Turkey requires an updated National Forest Program in strategic alignment with Sustainable Forest Management adopting global best practices. More frequent drills simulating emergencies along with their evaluation could be integrated into broader sustainability parameters.

One of the lessons from Turkey's current forest fires is that the National Forest Program must be updated to include agriculture, energy, tourism and industry as all are interlinked. Time is ripe for a new forest act. Turkey's Ministry of Agriculture and Forestry needs to better integrate forestry into other related sectors like timber and non-timber products, environmental services, and socioeconomic priorities.

Turkey faces a turning point. A decentralized forestry policy formulation, which will further empower Turkey's regional and local entities of forestry organization, is long overdue.

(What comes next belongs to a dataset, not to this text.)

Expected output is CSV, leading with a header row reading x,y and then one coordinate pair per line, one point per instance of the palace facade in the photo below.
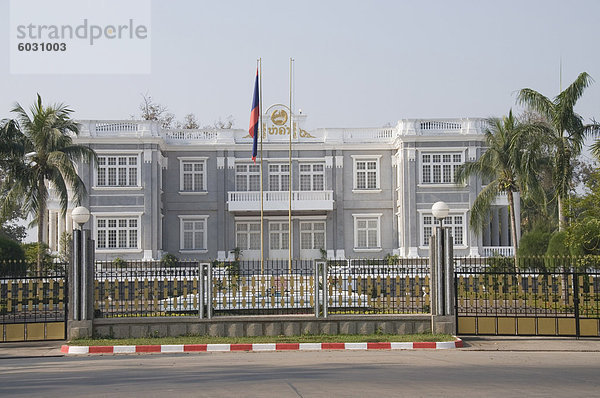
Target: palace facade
x,y
356,192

From extreme weather conditions in China to western Europe and London's flash floods, now to Turkey's wildfires, 2021 teaches us that all is interconnected. Floods and wildfires are not detached occurrences: they are the consequence of multiple feedback loops in dynamic ecosystems. London's flash floods in July were catalyzed by summer rainstorms, which were triggered by warm air rising from the Earth’s surface pent up during the previous heat wave, creating the rainstorm. In Turkey, as we now witness wildfires worsened due to previous droughts.

Our planet's climate is intricate, integrated, cataclysmic, involving interactions between the land, ocean and atmosphere. Climatologists can no longer study part of this system in a vacuum. There is an urgent need to swiftly and intelligently integrate atmospheric sciences, hydrology, Earth systems sciences, or engineering.

Natural hazards are not independent of one another. It takes more than rain to commence a flood, and more than a spark to ignite a wildfire. Our climate systems and weather hazards must be analyzed in an integrated, holistic manner.

In Turkey and globally, fire ecologists must host joint sessions with marine biologists, hydrologists, meteorology departments, climatologists and geo-engineers to better conduct risk and impact assessments. This will offer humanity a broader understanding of the best mapping and mitigation techniques against planetary global warming and its interconnected extreme weather patterns.

As the climate changes, it will get even hotter, and the fires will grow. Being more alert of compounded climate events and their multiplier effects must alter the way we live our lives in a warmer world. Climate crisis compels us to conduct cross-disciplinary research and develop more sophisticated approaches to disaster risk assessment and climate change modeling that includes all weather-driven hazards and their complex, ever-changing interactions.